There are typically two types of working capital cycles:

  • Long cycles which means your capital is tied up for longer periods of time without earning a return.
  • Short cycles, which means you are able to free up cash faster with a quicker turnaround time.

Because businesses are so complex with many moving parts, it is virtually impossible to have all of your transactions occur on the same day or period.

At any given time you will have accounts payable due, perhaps payments on a loan, employee salaries, inventory, account receivables, and more.

Managing your working capital cycle help improve your liquidity cycle, meaning that you can convert your assets and liabilities in a more efficient way, giving your business more liquidity and stability.

Four Phases of the Working Capital Cycle

There are generally four phases to the working capital cycle:

  1. Cash management – making sure that there is a positive inflow and outflow of cash to manage the business.
  2. Receivables – these are the payment terms on money owed for goods and services.
  3. Inventory – How long is it taking to sell your inventory?
  4. Payables (billing) – These are your payables to your suppliers, vendors, etc.

In order to use the working capital cycle formula, you need to know the Inventory days, Receivable Days, and Payable days.

This is why we have the four phases listed above.

Here is an example of how a company may follow the working capital cycle:

  1. The company purchases supplies and materials needed to manufacture they products. These purchases are made on credit and thy have 90 days to pay for the materials (Net 90). This is your “Payable Days.”
  2. The inventory sells in an average of 85 days which is called “Inventory Days.”
  3. Customers pay for the products sold within 20 days on average. This is your “Receivable Days.”
  4. Once the customer receives Cash payment from their customers, the working capital cycle is complete.

Now, let’s put this all together into the working capital cycle formula.

Working Capital Cycle Formula

The working capital cycle formula is as follows:

Working Capital Cycle = Inventory Days + Receivable Days – Payable Days

Let’s plug the above example into the formula to calculate the working capital cycle:

  • Inventory Days = 85
  • Receivable Days = 20
  • Payable Days = 90

Working Capital Cycle:

85 Inventory Days + 20 Receivable Days – 90 Payable Days = 15

What this means is that the company is out of pocket cash for only 15 days before receiving payment in full.

This also means that the company has a positive working capital cycle.

Positive vs Negative Working Capital Cycle

A positive working capital cycle means that the company has a period of time where they are waiting to receive payment to create available cash.
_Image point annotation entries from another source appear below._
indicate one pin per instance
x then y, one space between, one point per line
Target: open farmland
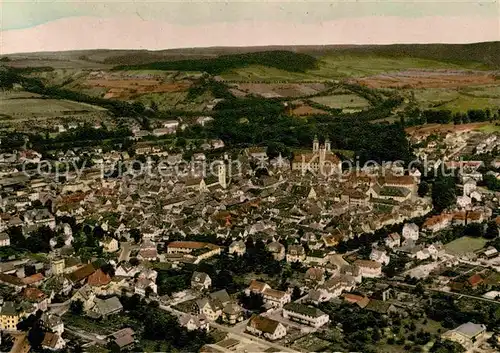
342 101
23 105
336 66
464 245
428 79
281 90
259 73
This is very normal and in the above example, the company waits an average of 15 days to receive payments to create available cash.
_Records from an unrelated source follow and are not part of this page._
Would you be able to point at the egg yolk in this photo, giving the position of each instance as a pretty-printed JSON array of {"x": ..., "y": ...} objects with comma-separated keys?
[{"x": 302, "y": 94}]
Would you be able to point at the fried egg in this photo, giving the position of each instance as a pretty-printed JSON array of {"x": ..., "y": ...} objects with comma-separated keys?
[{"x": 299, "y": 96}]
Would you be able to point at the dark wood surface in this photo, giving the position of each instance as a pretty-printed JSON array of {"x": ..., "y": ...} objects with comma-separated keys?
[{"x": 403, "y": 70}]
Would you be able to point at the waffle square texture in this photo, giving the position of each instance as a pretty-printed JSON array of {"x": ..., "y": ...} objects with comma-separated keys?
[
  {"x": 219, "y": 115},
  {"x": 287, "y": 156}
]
However, there are instances when a company may have a negative working capital cycle.

What this means is that they are collecting money faster than they are paying their bills off.

Let’s use the same example as above but now instead of accepting credit card payment terms, the company decides to be a cash only business with its customers.
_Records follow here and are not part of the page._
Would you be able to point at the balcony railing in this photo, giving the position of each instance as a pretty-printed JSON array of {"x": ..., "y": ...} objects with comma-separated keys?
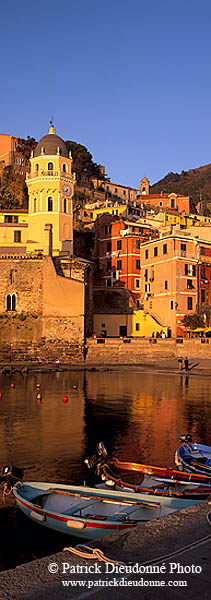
[{"x": 50, "y": 173}]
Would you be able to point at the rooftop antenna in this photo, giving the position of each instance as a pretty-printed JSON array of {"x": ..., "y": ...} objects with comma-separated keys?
[{"x": 52, "y": 128}]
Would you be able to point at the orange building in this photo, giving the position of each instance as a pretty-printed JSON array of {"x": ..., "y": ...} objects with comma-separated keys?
[
  {"x": 118, "y": 242},
  {"x": 175, "y": 278},
  {"x": 164, "y": 201},
  {"x": 8, "y": 144}
]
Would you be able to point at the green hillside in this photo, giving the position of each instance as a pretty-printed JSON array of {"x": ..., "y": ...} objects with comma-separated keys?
[{"x": 195, "y": 183}]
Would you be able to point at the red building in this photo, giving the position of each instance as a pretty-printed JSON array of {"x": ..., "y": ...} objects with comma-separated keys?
[
  {"x": 118, "y": 242},
  {"x": 204, "y": 275}
]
Accepting cash only brings its Receivable Days to zero.

Let’s put this all together in a formula and see what we get:

  • Inventory Days = 85
  • Receivable Days = 0
  • Payable Days = 90

Working Capital Cycle:

85 Inventory Days + 0 Receivable Days – 90 Payable Days = -5

Because this gives us a negative number, the Working Capital Cycle is telling us that this business receives cash payments from customers 5 days before it has to pay its vendors and suppliers.

Working Capital and Growth

working capital cycle

Companies that have a normal or positive working capital cycle often need financing to holed them over until they receive payments from their customers.

In the positive working capital cycle example above, this company has 15 days where they are waiting to receive payment from customers.

Growing companies could run into issues if they do not have backup financing because they could essentially “grow the company out of money.”

During the gap when a company is waiting to receive cash, they may have other vendors to pay which could lead to a shortage of cash.

By combining cash and some sort of financing, companies are able to bridge the gap and still meet their obligations during periods that they are waiting to receive cash and complete their working capital cycle.